It’s baffling to hear about a father that was never involved with his daughter. Never picked her up or gave her affection. Joy says, “As a kid you were waiting for it to blow up. Indifference and anger. I don’t even think of my life with my dad. He’s always been this fringe character. Present, not absent.” What a shame.
THE INTERVIEW
What’s your age?
48
Are both of your parents living?
Yes
What’s their marital status?
Married, living separately for the last six or seven years. They moved apart at 80 and 78. They were selling the home I grew up in. They were alone for a decade. Dynamics happened from the past–Dad trying to purchase that house for them without her input. And he did some squirrelly stuff in order to finance it. After years, it finally blew up, and he decided to do his own thing. They found that living apart worked. I never saw a lot of love. They are entwined in a way that’s dysfunctional. There is mental illness there.
How many siblings do you have?
Five
How often do you see your parents?
Not often. Once every five years.
What are some of the ways you spend time together?
My mom and I have had a complete relationship on the phone. We are in touch a lot. I lived up there for 7 months last year while she was hospitalized, and then I helped her move and get settled.
On a scale of one to ten, how much to you enjoy their company?
I can’t imagine enjoying their physical company, being with them. I would call my mother on the phone everyday after school–in high school. I became a little estranged, I guess. Dad, never. He had nothing to do with me, never picked me up, had a lot of rage. Not someone I wanted to be around. Mom, I kind of fell in love with her up there. I was grateful for having that much time to get used to something. It wasn’t easy living with her and her habits. It was hard for me to not want to change her. I realize since being back how much I enjoyed her. She’s just old and kind of goofy. We watched Real Housewives of New York every night–with my 88 year-old Roman Catholic mother! It was weird, but I miss that. I was glad I felt love for my mother for the first real time in my life. I almost moved back.
Does spending time with them as a unit effect the dynamic of the visit?
Oh, God yes. There is no unit. We didn’t have a dynamic where we hung out together. My parents did not make a family. Things were always tense and Dad had no patience for kids. As a kid you were waiting for it to blow up. Indifference and anger. I don’t even think of my life with my dad. He’s always been this fringe character. Present, not absent.
Which aspects of their parenting have most contributed to a your relationship as adults?
We really haven’t had an adult relationship.
What do you appreciate most about their parenting?
I’m grateful that Mom sent me to the high school that she did. I was becoming a real pain in the ass, wanting to hang out with my older brothers that were causing trouble and experimenting with drugs. It was a good education, a Catholic prep girls’ school. Really small. I was a troublemaker, but I was smart. At least that gave me a great foundation.
What do you wish they had done differently?
Mom married the wrong guy, so she gave me bad advice all my life.

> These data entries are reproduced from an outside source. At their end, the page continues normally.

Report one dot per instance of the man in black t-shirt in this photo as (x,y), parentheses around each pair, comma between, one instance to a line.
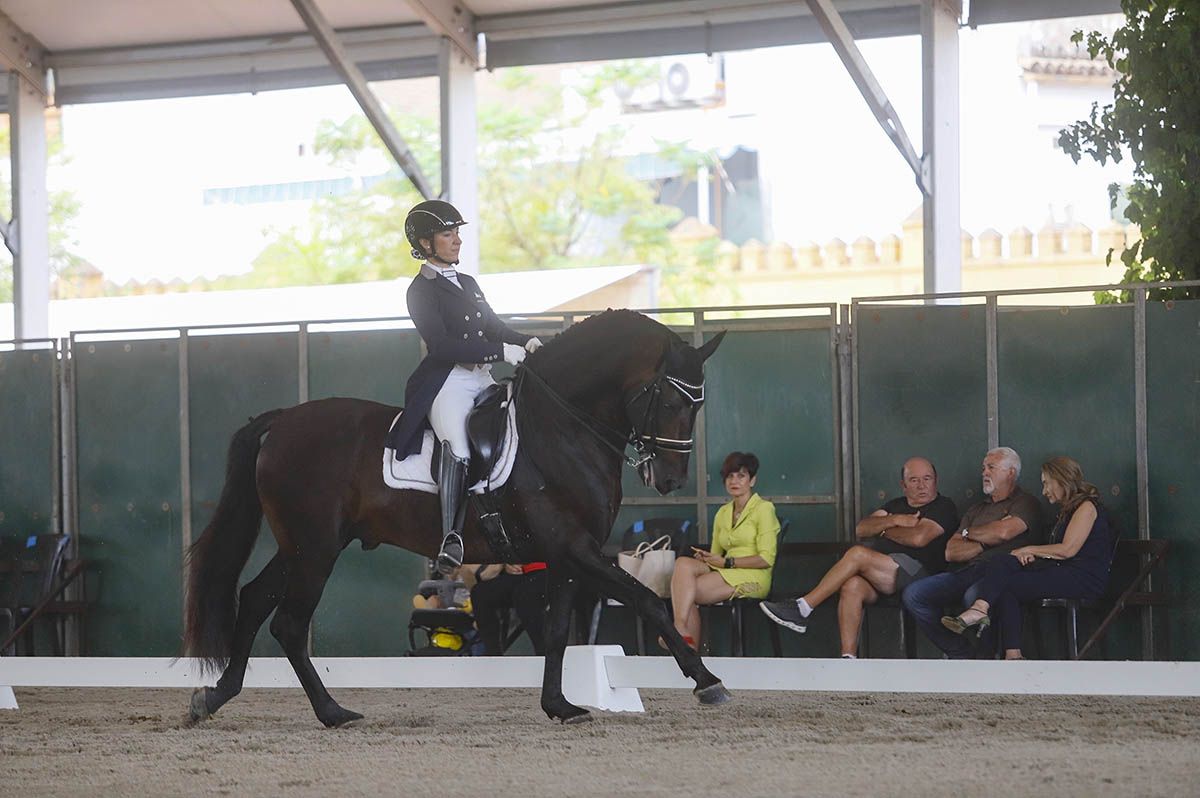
(1007,517)
(899,544)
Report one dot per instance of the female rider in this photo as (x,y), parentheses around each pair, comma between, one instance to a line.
(463,337)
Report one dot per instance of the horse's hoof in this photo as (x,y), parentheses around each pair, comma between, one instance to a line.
(567,713)
(585,717)
(713,695)
(337,718)
(198,707)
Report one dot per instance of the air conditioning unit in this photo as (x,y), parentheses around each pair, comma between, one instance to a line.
(684,82)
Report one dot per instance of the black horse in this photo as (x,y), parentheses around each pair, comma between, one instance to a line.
(612,378)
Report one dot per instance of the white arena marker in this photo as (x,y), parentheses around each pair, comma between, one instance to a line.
(586,679)
(1027,677)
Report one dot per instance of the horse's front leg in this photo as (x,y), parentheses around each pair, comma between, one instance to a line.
(562,587)
(610,580)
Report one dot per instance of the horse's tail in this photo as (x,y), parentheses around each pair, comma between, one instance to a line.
(216,558)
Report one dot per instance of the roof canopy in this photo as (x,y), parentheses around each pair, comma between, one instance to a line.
(130,49)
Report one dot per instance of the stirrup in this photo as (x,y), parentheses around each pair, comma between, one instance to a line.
(450,555)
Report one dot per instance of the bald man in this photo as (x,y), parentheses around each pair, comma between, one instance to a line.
(900,543)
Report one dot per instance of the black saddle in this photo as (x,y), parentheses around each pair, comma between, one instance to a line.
(487,426)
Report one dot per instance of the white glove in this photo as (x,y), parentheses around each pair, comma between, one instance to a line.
(514,354)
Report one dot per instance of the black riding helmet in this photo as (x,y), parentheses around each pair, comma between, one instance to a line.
(426,219)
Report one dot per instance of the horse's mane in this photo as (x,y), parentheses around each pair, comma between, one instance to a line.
(594,337)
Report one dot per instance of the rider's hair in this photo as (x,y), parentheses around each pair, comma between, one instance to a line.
(738,460)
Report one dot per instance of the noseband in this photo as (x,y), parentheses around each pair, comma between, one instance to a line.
(645,439)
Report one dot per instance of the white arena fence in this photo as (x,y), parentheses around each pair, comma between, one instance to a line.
(604,678)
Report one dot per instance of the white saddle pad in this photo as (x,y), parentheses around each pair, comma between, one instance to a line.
(413,472)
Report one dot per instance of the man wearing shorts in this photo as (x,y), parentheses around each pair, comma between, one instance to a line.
(900,543)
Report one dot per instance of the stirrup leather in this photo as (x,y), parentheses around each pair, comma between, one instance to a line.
(450,555)
(451,486)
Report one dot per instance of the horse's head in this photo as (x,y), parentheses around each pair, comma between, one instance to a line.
(663,413)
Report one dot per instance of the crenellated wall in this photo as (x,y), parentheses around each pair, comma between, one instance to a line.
(837,271)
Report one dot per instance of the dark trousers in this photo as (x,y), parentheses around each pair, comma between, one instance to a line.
(1006,585)
(928,599)
(525,593)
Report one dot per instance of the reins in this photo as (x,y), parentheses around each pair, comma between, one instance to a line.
(635,438)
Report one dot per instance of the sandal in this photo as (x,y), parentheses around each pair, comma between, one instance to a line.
(955,623)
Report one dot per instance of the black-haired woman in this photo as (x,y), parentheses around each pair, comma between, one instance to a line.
(745,535)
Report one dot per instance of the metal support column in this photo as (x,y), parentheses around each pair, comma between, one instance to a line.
(991,345)
(701,435)
(28,234)
(845,450)
(460,172)
(1143,456)
(940,117)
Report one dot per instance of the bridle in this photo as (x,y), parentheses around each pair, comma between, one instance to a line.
(646,442)
(642,437)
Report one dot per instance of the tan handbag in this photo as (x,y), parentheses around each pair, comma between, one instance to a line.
(652,564)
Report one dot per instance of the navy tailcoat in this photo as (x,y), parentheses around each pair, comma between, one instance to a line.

When I was a teenager, her message to me was not to rely on a man for anything, do it yourself. She was super supportive in my career. I knew where I was headed. She’s more connected to my professional work rather than my relationships. It’s her damage. I wish she had been aware enough to not inject her politics on my upbringing in that way. That was so unfair. I wish she could’ve gotten around her issues. They didn’t deliberately do much, but I think you have to do some things deliberately.
It could be that I wish my dad were a completely different person. I wish he wasn’t miserable, but I think he’s chemically different.
How well do you relate to your siblings?
I relate to my brother with schitzophenia and my brother in Hawaii. We’re very real and present. He was very supportive during my time with my mom. Even if it was just on the phone, he was there for me to vent to, to talk to, he sent me money because I wasn’t working and commuting 60 miles from where I was living to my mom’s hospital. He helped me with decision-making and emotional distress that erupted with my younger brother. He stayed in touch. He knew to call. I talk on the phone to my other brother, too, a couple of times a month. He wanted to be part of dinner plans with mom.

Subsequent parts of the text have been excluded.